Austin Demby, Sierra Leone’s health minister, told reporters last week that a third of the 96,000 doses the country received in March will likely not be used before they expire, citing a lack of urgency among some people who decided that COVID-19 is “not as bad as Ebola,” which ravaged the country several years ago.
“People are worried this is another public experiment they want to make on our people,” he said.
The World Health Organization and the Africa Centers for Disease Control and Prevention have urged African governments to continue rolling out the AstraZeneca vaccine, saying its benefits outweigh any risks after European countries limited its use over concerns about rare blood clots in a small number of recipients.
“Anything you take has a risk. Any medication,” Africa CDC director John Nkengasong told a briefing last week, citing some essential drugs that can cause blood clots in rare cases. “That’s the way we should be looking at these vaccines.”
The Africa CDC said in a statement last week it had received guidance from the Serum Institute of India recommending a three-month “shelf life extension” on the April 13 expiration date of at least a million AstraZeneca shots delivered to Africa.

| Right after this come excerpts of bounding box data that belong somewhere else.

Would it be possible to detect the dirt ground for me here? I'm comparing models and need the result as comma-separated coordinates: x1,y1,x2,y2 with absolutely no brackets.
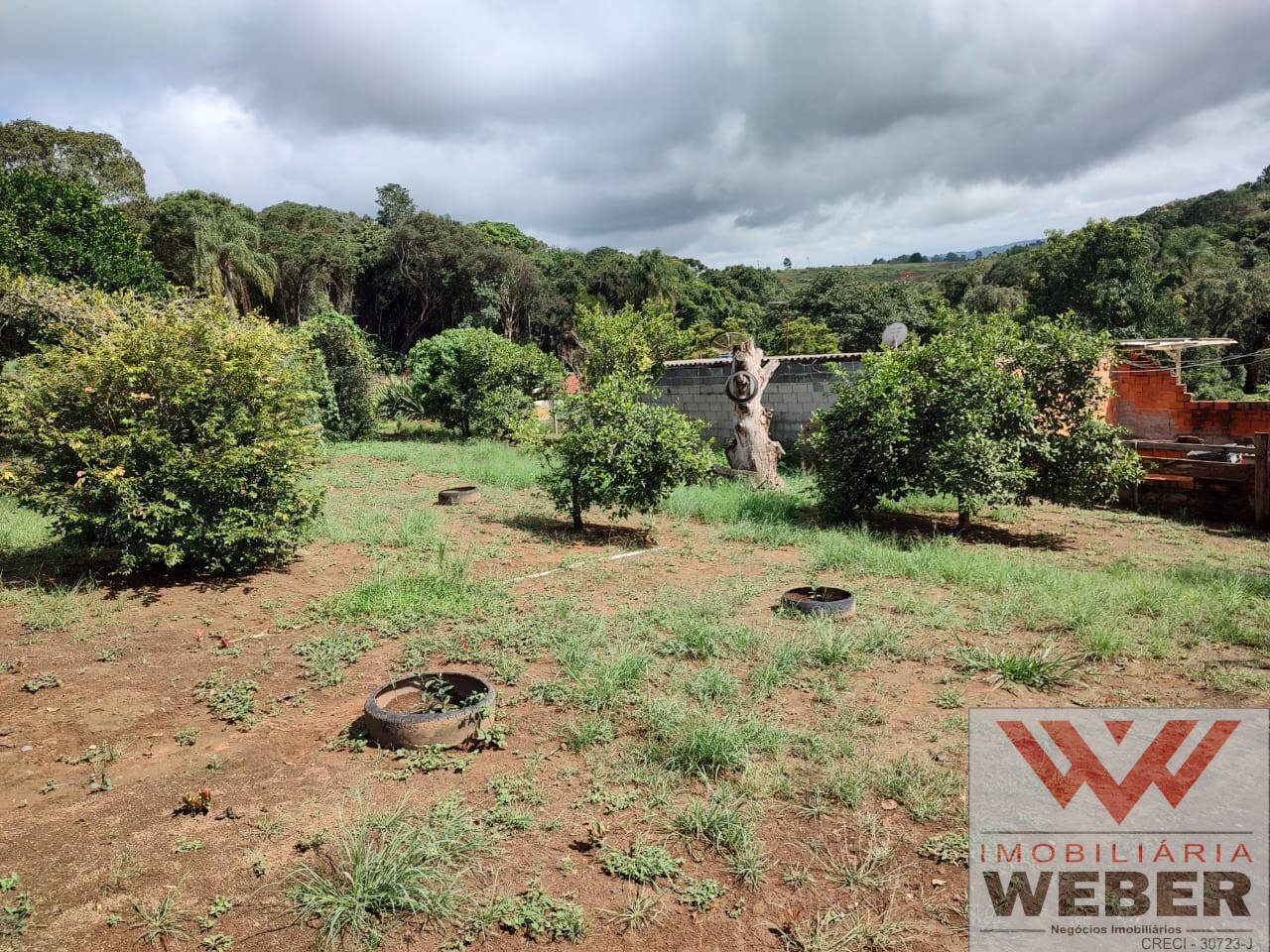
0,459,1267,951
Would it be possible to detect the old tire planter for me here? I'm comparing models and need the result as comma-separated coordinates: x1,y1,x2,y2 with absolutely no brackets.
366,671,494,750
437,486,480,505
781,585,856,615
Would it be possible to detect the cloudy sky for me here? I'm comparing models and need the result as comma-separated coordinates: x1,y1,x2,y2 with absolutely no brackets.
0,0,1270,266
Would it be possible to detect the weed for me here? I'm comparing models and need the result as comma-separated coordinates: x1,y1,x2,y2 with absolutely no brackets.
917,830,970,866
173,789,212,816
198,894,234,932
687,666,738,703
287,796,494,948
105,848,142,892
310,545,503,635
679,880,727,912
956,641,1082,689
649,710,780,779
874,753,961,820
194,667,260,725
499,881,586,942
380,745,473,780
563,717,616,750
295,629,375,685
172,727,202,748
727,840,772,886
22,674,63,694
0,872,36,938
603,837,684,883
600,892,666,932
132,890,190,948
671,797,754,853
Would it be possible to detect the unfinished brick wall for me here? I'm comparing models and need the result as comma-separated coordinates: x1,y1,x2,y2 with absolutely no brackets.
1107,354,1270,443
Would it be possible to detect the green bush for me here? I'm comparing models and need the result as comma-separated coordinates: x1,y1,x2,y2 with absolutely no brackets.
300,311,375,439
0,298,321,571
407,327,564,439
0,169,165,292
539,380,710,530
807,313,1140,527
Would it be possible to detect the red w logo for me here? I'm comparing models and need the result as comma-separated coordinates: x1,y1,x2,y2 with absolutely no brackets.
997,721,1239,824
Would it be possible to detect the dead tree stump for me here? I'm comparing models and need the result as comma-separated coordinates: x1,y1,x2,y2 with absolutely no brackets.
724,340,785,486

Africa nations “don’t have a choice,” Nkengasong said, urging Malawi to use all its shots after authorities in the southern African nation said they would burn 16,000 AstraZeneca doses that expired earlier in April.
It is unclear if Malawi will follow that advice.

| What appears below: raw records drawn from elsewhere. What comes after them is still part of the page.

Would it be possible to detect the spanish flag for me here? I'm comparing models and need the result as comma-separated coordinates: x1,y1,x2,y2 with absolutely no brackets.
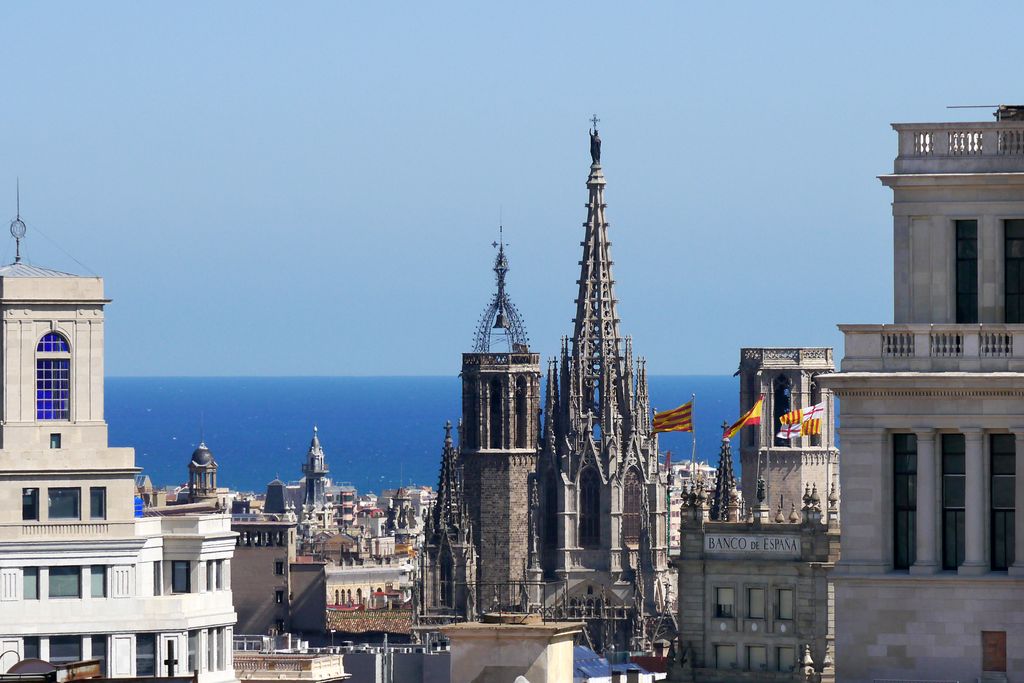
722,394,765,438
654,400,693,432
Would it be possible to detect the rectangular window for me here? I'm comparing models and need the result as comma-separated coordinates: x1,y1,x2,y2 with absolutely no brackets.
22,488,39,521
135,633,157,676
89,564,106,598
22,636,39,659
90,636,106,676
188,631,199,673
49,636,82,664
955,220,978,323
22,567,39,600
746,645,768,671
893,434,918,569
746,588,765,618
989,434,1017,571
46,488,82,519
1002,219,1024,323
778,588,793,621
171,560,191,593
775,647,797,672
49,567,82,598
715,645,736,669
36,358,71,420
89,486,106,519
715,588,736,618
942,434,967,569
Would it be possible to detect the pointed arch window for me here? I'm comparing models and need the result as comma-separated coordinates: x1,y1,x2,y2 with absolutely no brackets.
580,467,601,548
623,467,643,545
36,332,71,420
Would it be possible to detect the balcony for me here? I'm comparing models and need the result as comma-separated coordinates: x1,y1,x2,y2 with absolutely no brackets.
893,121,1024,174
839,323,1024,373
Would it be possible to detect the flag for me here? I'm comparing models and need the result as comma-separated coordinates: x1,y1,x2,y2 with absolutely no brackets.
722,394,765,438
654,400,693,432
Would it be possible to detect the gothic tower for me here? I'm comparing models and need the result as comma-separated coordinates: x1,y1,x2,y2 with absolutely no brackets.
460,239,541,609
538,121,669,649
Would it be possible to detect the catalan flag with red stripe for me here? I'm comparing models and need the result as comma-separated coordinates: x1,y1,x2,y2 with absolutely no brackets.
722,394,765,438
654,400,693,432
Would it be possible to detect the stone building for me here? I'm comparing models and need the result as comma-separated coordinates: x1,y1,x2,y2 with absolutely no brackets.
0,218,237,683
670,440,840,682
819,106,1024,682
739,348,839,510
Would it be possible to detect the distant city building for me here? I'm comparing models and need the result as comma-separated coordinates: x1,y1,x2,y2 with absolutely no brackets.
0,232,237,683
819,106,1024,683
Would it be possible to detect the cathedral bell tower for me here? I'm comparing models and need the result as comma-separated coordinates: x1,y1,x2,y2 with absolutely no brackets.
460,236,541,609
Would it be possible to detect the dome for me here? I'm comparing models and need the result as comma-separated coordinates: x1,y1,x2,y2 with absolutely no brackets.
193,441,213,465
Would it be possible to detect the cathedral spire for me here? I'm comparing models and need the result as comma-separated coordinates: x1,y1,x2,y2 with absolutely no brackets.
473,225,529,353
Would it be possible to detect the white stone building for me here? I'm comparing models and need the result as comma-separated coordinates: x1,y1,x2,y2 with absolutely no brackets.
0,240,237,683
819,108,1024,681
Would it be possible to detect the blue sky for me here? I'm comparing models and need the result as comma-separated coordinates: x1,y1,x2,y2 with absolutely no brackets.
0,2,1024,375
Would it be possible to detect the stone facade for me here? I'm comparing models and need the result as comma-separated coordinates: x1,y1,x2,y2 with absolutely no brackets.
739,348,839,513
821,110,1024,682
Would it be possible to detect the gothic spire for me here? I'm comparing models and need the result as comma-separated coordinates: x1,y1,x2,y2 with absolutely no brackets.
473,226,529,353
711,422,736,520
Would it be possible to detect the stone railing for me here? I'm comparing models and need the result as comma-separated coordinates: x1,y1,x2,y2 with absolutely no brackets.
893,121,1024,173
840,324,1024,372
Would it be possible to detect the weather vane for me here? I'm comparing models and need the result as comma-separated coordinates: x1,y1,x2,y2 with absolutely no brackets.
10,180,28,263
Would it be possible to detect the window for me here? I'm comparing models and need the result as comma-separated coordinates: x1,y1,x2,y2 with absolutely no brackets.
188,631,199,672
942,434,967,569
171,560,191,593
623,467,643,545
955,220,978,323
46,488,82,519
22,488,39,521
22,636,39,659
1002,219,1024,323
89,486,106,519
746,645,768,671
715,588,736,618
49,567,82,598
135,633,157,676
746,588,765,618
49,636,82,665
715,645,736,669
580,467,601,548
893,434,918,569
775,647,797,672
22,567,39,600
989,434,1017,571
778,588,793,621
36,332,71,420
89,564,106,598
90,636,106,676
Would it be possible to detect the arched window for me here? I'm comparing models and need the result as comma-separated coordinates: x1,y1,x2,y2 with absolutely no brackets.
487,377,503,449
580,467,601,548
515,377,530,449
771,375,793,445
36,332,71,420
623,467,643,545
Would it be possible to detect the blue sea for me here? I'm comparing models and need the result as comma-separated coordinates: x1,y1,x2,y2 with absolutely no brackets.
106,376,739,492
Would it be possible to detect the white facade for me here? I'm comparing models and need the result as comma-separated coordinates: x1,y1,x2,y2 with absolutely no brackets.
0,263,237,683
821,112,1024,681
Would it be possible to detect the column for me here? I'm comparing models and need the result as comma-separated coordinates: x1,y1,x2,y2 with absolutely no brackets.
957,427,988,575
1010,427,1024,577
910,429,939,573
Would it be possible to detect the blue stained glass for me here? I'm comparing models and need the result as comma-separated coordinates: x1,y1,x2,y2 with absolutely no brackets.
36,332,71,353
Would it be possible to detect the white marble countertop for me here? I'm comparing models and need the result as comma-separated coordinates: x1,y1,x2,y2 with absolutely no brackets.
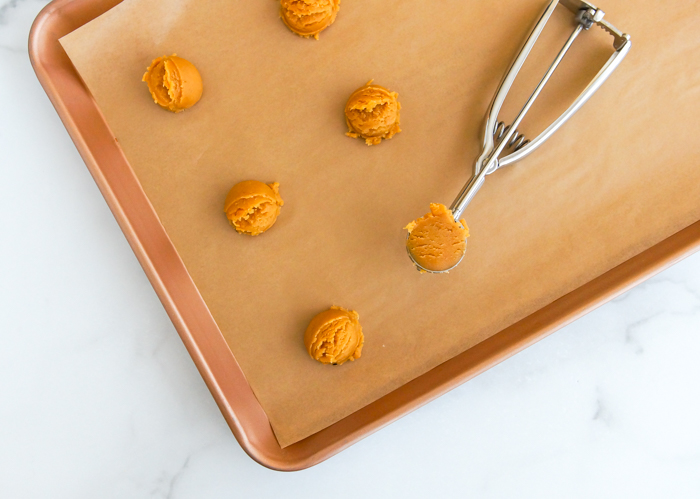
0,0,700,499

The country has administered less than half of more than 500,000 doses it received via COVAX, leading Victor Mithi, head of the Society of Medical Doctors in Malawi, to blame vaccine misconceptions.
“We are continuously assuring Malawians that the vaccine is safe and that once they feel anything abnormal beyond the usual post-vaccination symptoms, they can always come to the hospital and report,” he said.

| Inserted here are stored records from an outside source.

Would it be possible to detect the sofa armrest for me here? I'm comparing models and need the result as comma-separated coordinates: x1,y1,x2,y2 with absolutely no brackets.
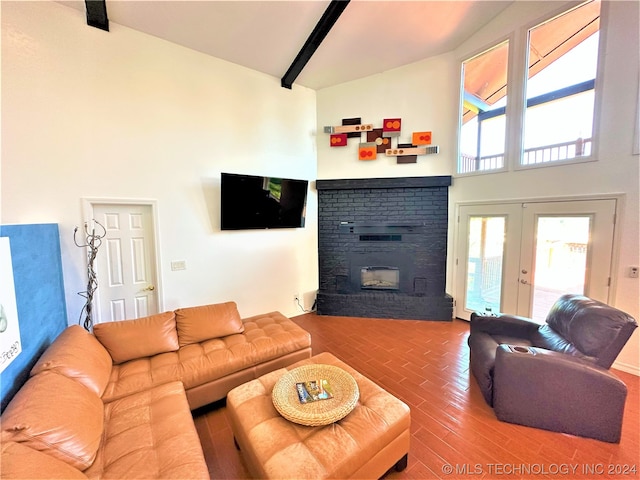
493,344,627,442
471,312,542,339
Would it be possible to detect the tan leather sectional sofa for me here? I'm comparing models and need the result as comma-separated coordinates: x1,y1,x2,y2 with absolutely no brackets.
0,302,311,479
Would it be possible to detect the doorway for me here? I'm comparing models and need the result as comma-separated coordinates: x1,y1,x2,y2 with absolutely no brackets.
456,199,617,321
86,201,160,323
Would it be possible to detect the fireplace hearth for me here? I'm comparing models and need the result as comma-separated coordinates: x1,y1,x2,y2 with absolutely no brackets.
317,176,453,321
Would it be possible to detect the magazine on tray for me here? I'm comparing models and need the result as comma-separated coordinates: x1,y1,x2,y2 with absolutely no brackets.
296,378,333,403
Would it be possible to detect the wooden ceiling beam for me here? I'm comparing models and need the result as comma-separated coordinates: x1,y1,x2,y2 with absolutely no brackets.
282,0,350,89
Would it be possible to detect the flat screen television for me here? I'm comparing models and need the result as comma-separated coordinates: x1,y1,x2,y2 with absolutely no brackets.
220,173,309,230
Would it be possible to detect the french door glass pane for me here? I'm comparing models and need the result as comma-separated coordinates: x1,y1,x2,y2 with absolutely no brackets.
532,216,591,321
465,216,506,312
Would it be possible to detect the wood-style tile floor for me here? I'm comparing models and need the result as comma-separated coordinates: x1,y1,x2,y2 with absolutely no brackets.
194,313,640,480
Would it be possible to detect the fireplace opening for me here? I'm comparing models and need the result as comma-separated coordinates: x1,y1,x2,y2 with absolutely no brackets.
360,267,400,290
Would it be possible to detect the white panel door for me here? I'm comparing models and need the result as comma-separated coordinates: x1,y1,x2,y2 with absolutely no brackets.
455,199,616,321
93,204,158,323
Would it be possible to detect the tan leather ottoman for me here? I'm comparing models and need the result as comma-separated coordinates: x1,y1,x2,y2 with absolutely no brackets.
227,352,411,479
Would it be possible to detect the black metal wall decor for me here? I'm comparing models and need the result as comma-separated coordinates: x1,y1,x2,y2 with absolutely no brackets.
73,220,107,332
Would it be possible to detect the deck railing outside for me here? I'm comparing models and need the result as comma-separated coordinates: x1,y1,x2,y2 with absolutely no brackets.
458,138,592,173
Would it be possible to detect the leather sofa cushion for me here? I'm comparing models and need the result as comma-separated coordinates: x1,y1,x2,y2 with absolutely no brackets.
85,382,209,479
175,302,244,347
31,325,112,396
102,312,311,402
93,312,180,364
547,294,637,368
102,352,181,403
0,442,87,480
2,371,104,470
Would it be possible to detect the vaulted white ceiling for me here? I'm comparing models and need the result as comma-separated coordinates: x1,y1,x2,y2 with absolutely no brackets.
59,0,512,89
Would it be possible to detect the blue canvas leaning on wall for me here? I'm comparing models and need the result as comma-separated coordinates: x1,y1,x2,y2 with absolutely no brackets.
0,224,67,412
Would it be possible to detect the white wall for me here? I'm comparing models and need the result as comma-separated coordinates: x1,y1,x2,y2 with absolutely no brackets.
317,2,640,374
1,1,317,323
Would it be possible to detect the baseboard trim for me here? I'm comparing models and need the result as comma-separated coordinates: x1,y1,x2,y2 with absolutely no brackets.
611,362,640,377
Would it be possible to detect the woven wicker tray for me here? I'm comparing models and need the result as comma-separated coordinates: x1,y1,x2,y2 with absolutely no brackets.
271,364,360,427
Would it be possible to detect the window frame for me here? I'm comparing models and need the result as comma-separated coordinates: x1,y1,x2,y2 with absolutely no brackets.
455,0,609,177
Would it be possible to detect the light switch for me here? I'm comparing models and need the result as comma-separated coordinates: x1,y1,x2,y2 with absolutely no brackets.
171,260,187,272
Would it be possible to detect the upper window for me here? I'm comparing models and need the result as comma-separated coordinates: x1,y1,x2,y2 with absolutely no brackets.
458,0,600,173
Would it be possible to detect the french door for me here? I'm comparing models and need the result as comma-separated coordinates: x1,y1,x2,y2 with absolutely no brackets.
456,199,616,321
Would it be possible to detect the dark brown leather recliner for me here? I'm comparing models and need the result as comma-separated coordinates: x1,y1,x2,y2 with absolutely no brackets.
468,295,638,442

An additional 1.26 million doses expected from COVAX at the end of May may be wasted if people continue shunning the vaccine, said Shouts Simeza, president of the National Organization of Nurses and Midwives in Malawi, adding that a possible solution is making vaccinations mandatory for all who are eligible.
Trying to increase coverage, Malawi’s government has relaxed vaccine eligibility rules to include everyone aged 18 and older after initially focusing on priority groups such as health workers.
The East African nation of Uganda, which also is struggling to increase vaccine rollout among priority groups, may soon act similarly, said Emmanuel Ainebyoona, spokesman for the Ministry of Health. Ugandans under age 50 have shown interest in getting vaccinated, raising hope that doses will not expire unused, he said.
Uganda has received 964,000 doses of the AstraZeneca vaccine, the only one available in the country. But just over 230,000 doses have been administered since March 10.
Health authorities had planned to give at least 500,000 people their first shot in a first round of vaccinations targeting front-line workers, people with underlying health conditions and those 50 and older.
But, amid a slow rollout, they are now reaching out to popular “influencers,” celebrities such as a kickboxer who was photographed getting a shot last week.
“The uptake is gradually improving,” Ainebyoona said, noting that “communications interventions” have proved necessary to get more Ugandans to embrace the vaccination campaign.
A few thousand people are inoculated daily at centres put up across the country, including inside regional hospitals. The local Daily Monitor newspaper recently reported that more than 280,000 doses will likely expire by July at the current average of about 6,000 shots used each day.
Vaccination teams, lacking official records of eligible residents, simply sit and wait for people who may not show up.
Gregory Gondwe in Blantyre, Malawi, and Jonathan Paye-Layleh in Monrovia, Liberia, and Cara Anna in Nairobi, Kenya, contributed.